D-Day 75th Anniversary sponsored by University of Maryland University College Europe

Understanding D-Day: Preface to the Normandy Landings

by Karen Bradbury
Stripes Europe

Upon hearing the phrase D-Day, most would have no problem in associating this with the Allied invasion of Normandy on the northern coast of France carried out on June 6, 1944. The Invasion of Normandy is the term which refers to the operation as it stretched on into the summer months. Less frequently, it’s spoken about in terms of its military code names: Operation Overlord refers to the military operation as a whole, whereas Operation Neptune singles out the Normandy landings in particular.

In terms of the capital D in its name, the letter stands for nothing more than the word “day,” a designation traditionally used in the planning of any important military operation or invasion. In accordance with this logic, the day before June 6, 1944, was known as D-1 and the days to follow D+1, D+2 and so on.

On this fateful day, the Allied Forces, comprised of the military might of America, Canada, Great Britain and other nations, attacked German positions along a 60 mile stretch of the coast of Normandy, France with an overwhelming force of over 150,000 men. The battle is considered one if not the greatest military assault of all time and a critical turning point in World War II.

To better understand D-Day, it’s critical to understand the key events leading up to this point. First a bit of basic World War II history: The start of World War II is held to be Sept. 1, 1939, when Germany invaded Poland and the United Kingdom and France declared war on Germany two days thereafter. In May of 1940, German forces invaded and conquered France, Belgium, Luxembourg and the Netherlands, bringing all Allied land operations on the Western Front to a halt. The Americans entered the war only following the Japanese bombardment of the American fleet in Pearl Harbor, Hawaii, on December 7, 1941.

As early as 1942, the Allied forces had contemplated an invasion across the English Channel, with plans for its execution seriously ramped up the following year. The Germans, acutely aware of the threat, responded with the construction of the Atlantic Wall, a fortification made up of artillery, bunkers, landmines, beach and water obstacles running some 2,400-miles along the coast of continental Europe and Scandinavia.

General Dwight Eisenhower was appointed commander of Operation Overlord in January of 1944. In the months leading up to D-Day, a campaign was conducted to mislead the Germans into thinking the Allied invasion would take place elsewhere, specifically north of Normandy at Pas de Calais. Tactics employed in this carefully plotted deception bearing the code name Operation Fortitude included the deployment of fake equipment, suggestion of a phantom army based in England commanded by General George Patton, double agents and fraudulent radio transmissions.

While the date Eisenhower originally selected for the invasion was June 5, bad weather on prior days caused the delay of the operation by 24 hours.
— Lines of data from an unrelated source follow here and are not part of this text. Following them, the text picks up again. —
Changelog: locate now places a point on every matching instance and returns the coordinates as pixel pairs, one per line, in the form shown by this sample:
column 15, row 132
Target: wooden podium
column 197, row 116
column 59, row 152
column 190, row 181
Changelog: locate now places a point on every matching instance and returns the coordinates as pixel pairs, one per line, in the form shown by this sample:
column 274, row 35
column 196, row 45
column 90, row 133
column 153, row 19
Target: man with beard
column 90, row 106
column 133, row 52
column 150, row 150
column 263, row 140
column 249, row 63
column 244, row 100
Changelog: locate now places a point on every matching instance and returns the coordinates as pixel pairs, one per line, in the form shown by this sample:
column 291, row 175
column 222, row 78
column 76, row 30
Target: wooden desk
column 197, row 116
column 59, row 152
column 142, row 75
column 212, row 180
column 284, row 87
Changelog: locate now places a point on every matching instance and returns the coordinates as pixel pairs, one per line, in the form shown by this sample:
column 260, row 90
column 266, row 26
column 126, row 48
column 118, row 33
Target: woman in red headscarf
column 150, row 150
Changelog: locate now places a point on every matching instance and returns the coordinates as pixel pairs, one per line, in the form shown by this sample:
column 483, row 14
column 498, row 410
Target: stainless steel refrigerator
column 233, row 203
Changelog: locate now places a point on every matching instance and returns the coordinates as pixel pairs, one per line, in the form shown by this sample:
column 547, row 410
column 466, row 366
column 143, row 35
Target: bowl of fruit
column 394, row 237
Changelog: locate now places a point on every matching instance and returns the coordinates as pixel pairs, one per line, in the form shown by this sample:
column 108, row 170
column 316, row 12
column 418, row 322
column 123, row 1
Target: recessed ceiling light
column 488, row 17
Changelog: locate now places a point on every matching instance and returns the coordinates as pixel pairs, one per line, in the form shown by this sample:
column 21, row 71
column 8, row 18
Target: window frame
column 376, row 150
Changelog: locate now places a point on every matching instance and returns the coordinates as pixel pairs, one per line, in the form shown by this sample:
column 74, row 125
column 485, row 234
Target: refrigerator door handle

Following the forecast of an improved weather outlook the following day, more than 5,000 ships and landing craft carrying troops and supplies departed England and embarked across the Channel toward France on June 5. More than 11,000 aircraft were also mobilized in support of the impending invasion.

The first wave of the attack began with paratroopers, who began jumping shortly after midnight on June 6. Once behind enemy lines, their mission was to destroy key targets and capture bridges to pave the way for the beach landing. To confound the enemy, thousands of dummies were also dropped. In the next stage of the battle, planes dropped bombs on German defense positions and warships pounded the coast from the water. As the bombing continued, members of the French Resistance committed acts of sabotage including severing telephone lines and destroying railroads.

The main invasion force of over 6,000 ships laden with troops, weapons, tanks, and heavy equipment began to land on Normandy’s beaches from 6:30 a.m. The 60-mile stretch of coast chosen for the invasion was divided into five sectors codenamed Sword, Juno, Gold, Omaha and Utah. British forces were predominant at Sword and Gold to the east while Canadians led the way at Juno. American forces landed to the west at Omaha and Utah. While the Utah landing was considered successful, the fighting at Omaha beach was fierce.

By the end of D-Day, over 150,000 troops had landed in Normandy, and by June 17, over half a million Allied troops had touched down on French soil and begun the process of pushing the Germans out of the country. By the end of August 1944, the Allies had reached the Seine River, Paris was liberated and the Germans uprooted from northwestern France, in effect concluding the Battle of Normandy. The next stage of the war would see the Allied forces enter Germany and prepare to meet up with the Soviet troops who were moving in from the east.

The Normandy invasion represented a turning of the tide in favor of the Allied Forces. Not only was the victory a significant psychological blow to the Germans, it also prevented Hitler from sending troops from France in order to build up the Eastern Front in the face of the advancing Soviets. The Allies formally accepted the unconditional surrender of Nazi Germany on May 8, 1945, bringing World War II to its end.